Quels avantages pour le dirigeant ?

  • Un dispositif vertueux et solidaire

L’idée du partage de profit est au cœur du principe de l’épargne salariale. Cette dernière bénéficie en ce sens à l’ensemble des titulaires d’un contrat de travail ainsi qu’aux dirigeants d’entreprises, sous certaines conditions.

L’épargne salariale est en outre un levier important de la finance responsable. Les offres de PEE et de Perco doivent en effet obligatoirement contenir un fonds d’investissement solidaire dont une partie est investie en titres d’entreprises solidaires et souvent gérée selon un processus ISR (investissement socialement responsable).

  • Une invitation à l’épargne

Les primes versées au titre de l’intéressement et de la participation amorcent un système avantageux d’épargne qui peut en outre être complétée par des abondements (dans la limite de 8% du Pass pour le PEE et 16% pour le Perco).
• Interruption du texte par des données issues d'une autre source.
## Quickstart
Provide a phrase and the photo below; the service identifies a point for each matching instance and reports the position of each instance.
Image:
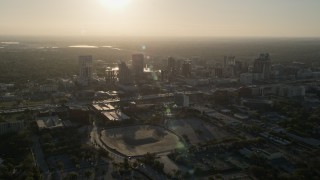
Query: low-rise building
(11, 126)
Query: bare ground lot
(197, 130)
(139, 140)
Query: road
(95, 140)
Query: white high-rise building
(85, 70)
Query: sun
(115, 4)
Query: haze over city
(160, 89)
(217, 18)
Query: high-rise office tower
(262, 65)
(171, 64)
(138, 65)
(85, 69)
(124, 74)
(186, 69)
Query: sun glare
(115, 4)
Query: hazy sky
(161, 17)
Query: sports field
(140, 139)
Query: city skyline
(216, 18)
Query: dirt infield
(140, 139)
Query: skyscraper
(138, 65)
(85, 69)
(124, 75)
(171, 64)
(262, 65)
(186, 69)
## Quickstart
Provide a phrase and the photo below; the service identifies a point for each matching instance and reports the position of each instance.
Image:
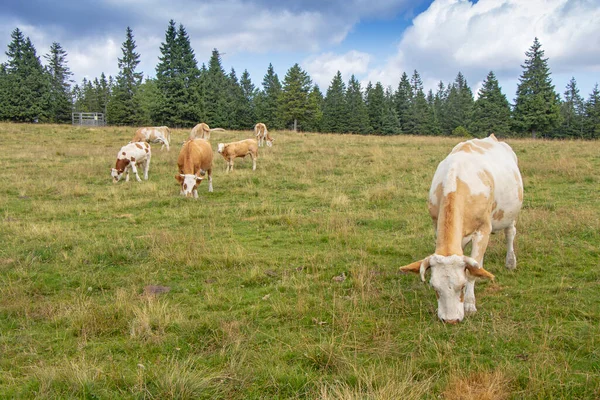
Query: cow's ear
(418, 267)
(475, 269)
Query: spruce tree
(26, 83)
(61, 103)
(122, 108)
(267, 100)
(375, 99)
(536, 108)
(314, 118)
(459, 105)
(358, 116)
(166, 78)
(293, 101)
(391, 123)
(335, 114)
(247, 112)
(421, 116)
(491, 111)
(592, 115)
(402, 101)
(216, 92)
(572, 111)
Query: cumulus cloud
(323, 67)
(459, 35)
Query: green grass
(253, 312)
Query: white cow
(475, 191)
(130, 156)
(262, 135)
(155, 134)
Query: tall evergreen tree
(335, 114)
(123, 108)
(491, 111)
(293, 101)
(247, 112)
(375, 100)
(216, 92)
(537, 108)
(166, 111)
(26, 83)
(391, 123)
(267, 100)
(573, 112)
(358, 115)
(421, 116)
(402, 100)
(315, 110)
(60, 102)
(459, 104)
(592, 114)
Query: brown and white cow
(130, 156)
(230, 151)
(261, 133)
(155, 134)
(194, 162)
(475, 191)
(202, 131)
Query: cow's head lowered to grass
(449, 276)
(189, 183)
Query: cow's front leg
(146, 168)
(134, 169)
(511, 259)
(480, 241)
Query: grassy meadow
(253, 311)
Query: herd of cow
(476, 190)
(195, 158)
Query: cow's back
(485, 167)
(195, 154)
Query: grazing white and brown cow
(475, 191)
(130, 156)
(194, 162)
(202, 131)
(230, 151)
(155, 134)
(261, 133)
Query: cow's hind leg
(134, 169)
(480, 241)
(511, 259)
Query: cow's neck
(450, 225)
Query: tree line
(182, 93)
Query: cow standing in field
(194, 162)
(156, 134)
(230, 151)
(261, 133)
(475, 191)
(130, 156)
(202, 131)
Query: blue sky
(374, 39)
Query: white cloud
(323, 67)
(458, 35)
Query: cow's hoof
(470, 308)
(511, 261)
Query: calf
(202, 131)
(194, 162)
(261, 133)
(156, 134)
(130, 156)
(475, 191)
(230, 151)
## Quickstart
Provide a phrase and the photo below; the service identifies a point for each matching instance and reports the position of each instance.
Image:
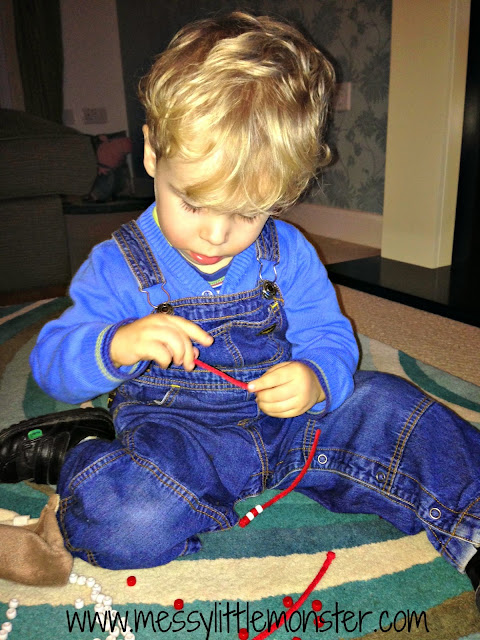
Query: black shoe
(473, 572)
(35, 449)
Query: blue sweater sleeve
(71, 360)
(319, 333)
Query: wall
(92, 64)
(427, 95)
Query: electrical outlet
(94, 115)
(343, 98)
(68, 117)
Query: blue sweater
(70, 361)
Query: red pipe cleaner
(328, 561)
(237, 383)
(259, 508)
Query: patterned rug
(380, 584)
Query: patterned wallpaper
(355, 34)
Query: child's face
(208, 239)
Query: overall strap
(139, 256)
(266, 245)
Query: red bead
(316, 605)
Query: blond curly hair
(254, 92)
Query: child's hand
(158, 337)
(287, 390)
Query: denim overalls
(190, 445)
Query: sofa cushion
(39, 157)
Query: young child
(235, 109)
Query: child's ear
(149, 155)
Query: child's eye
(189, 207)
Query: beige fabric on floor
(446, 344)
(35, 554)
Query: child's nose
(215, 229)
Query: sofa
(40, 163)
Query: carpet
(380, 584)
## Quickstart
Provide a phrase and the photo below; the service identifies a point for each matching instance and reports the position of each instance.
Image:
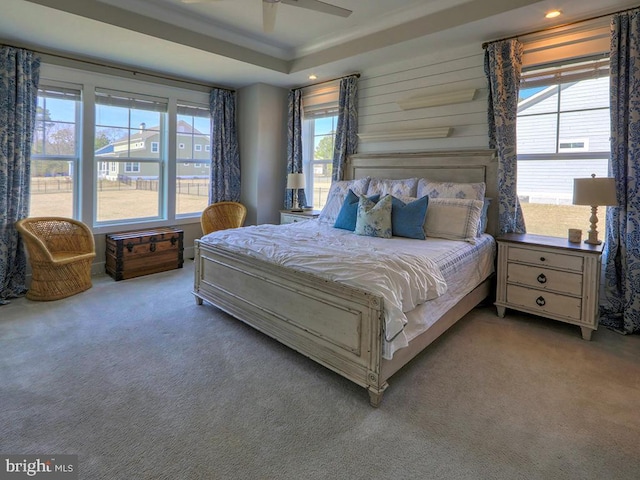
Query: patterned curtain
(347, 128)
(620, 305)
(503, 66)
(294, 145)
(19, 76)
(225, 155)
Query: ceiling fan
(270, 7)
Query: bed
(342, 325)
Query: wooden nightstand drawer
(550, 277)
(545, 279)
(287, 216)
(545, 303)
(561, 261)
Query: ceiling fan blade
(319, 6)
(269, 10)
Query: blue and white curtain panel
(620, 301)
(346, 142)
(294, 144)
(19, 76)
(503, 67)
(225, 158)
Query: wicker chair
(61, 251)
(222, 215)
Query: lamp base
(592, 239)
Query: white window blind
(134, 101)
(557, 73)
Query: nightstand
(550, 277)
(287, 216)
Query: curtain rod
(357, 75)
(486, 44)
(121, 68)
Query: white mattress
(411, 275)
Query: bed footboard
(335, 325)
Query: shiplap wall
(380, 88)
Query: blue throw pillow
(374, 219)
(407, 219)
(349, 211)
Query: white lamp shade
(594, 191)
(295, 181)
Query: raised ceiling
(222, 42)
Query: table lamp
(295, 181)
(594, 192)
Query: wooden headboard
(463, 166)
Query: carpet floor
(142, 383)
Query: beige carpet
(141, 383)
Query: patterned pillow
(398, 188)
(337, 194)
(408, 216)
(374, 219)
(349, 211)
(453, 218)
(473, 191)
(482, 227)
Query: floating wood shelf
(435, 100)
(437, 132)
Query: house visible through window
(563, 133)
(55, 152)
(125, 124)
(132, 167)
(192, 178)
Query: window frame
(74, 159)
(88, 168)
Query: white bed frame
(339, 326)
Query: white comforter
(399, 270)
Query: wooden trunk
(142, 252)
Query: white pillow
(398, 188)
(453, 218)
(337, 194)
(473, 191)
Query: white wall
(432, 74)
(262, 134)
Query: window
(563, 133)
(124, 125)
(112, 136)
(55, 152)
(192, 181)
(319, 134)
(132, 167)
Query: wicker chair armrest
(72, 258)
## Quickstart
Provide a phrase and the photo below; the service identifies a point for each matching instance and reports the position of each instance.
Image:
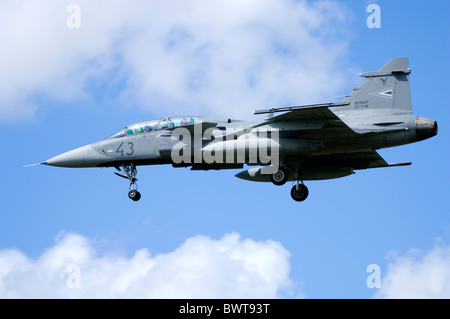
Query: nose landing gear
(129, 172)
(299, 192)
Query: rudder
(385, 92)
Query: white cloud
(213, 57)
(418, 275)
(201, 267)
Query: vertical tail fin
(385, 92)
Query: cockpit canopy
(154, 125)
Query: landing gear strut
(129, 172)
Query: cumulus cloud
(201, 267)
(418, 274)
(214, 57)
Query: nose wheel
(299, 192)
(129, 172)
(134, 195)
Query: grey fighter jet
(297, 143)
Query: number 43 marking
(121, 151)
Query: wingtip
(37, 164)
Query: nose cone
(425, 128)
(84, 156)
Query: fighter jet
(296, 143)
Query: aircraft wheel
(280, 177)
(134, 195)
(299, 194)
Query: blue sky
(209, 234)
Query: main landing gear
(299, 192)
(129, 172)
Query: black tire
(280, 177)
(299, 194)
(134, 195)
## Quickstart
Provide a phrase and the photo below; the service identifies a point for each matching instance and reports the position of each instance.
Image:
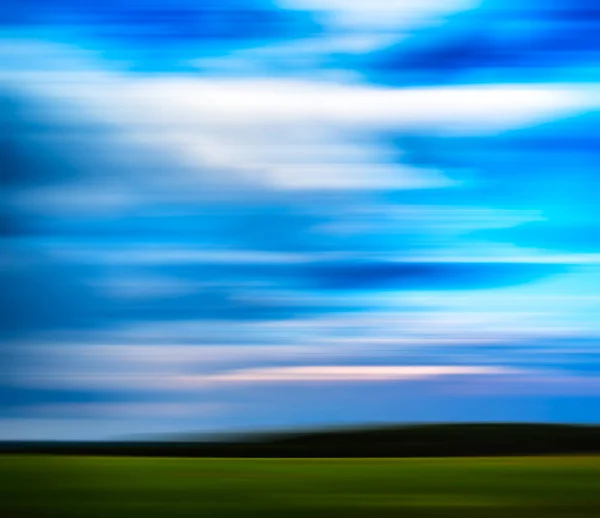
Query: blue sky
(255, 214)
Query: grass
(60, 486)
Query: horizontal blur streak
(255, 213)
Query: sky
(261, 214)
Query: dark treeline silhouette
(444, 440)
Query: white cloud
(282, 133)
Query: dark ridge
(443, 440)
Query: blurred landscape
(299, 257)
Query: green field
(172, 487)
Elles peuvent ainsi favoriser la sensibilisation du salarié à la constitution d’un capital en prévision de la problématique du financement de sa retraite.

  • Un placement défiscalisé

Si le salarié choisit un plan d’épargne salariale, l’avantage est double : les sommes versées par l’entreprise sont exonérées de charges salariales et les sommes capitalisées sont exonérées d’impôt, sauf prélèvements sociaux.

L’abondement est l’atout majeur de l’épargne salariale pour l’entreprise. En effet, les sommes versées au titre de l’abondement sont certes soumises à une taxe de 20% mais elles sont déductibles du résultat, au même titre que les salaires.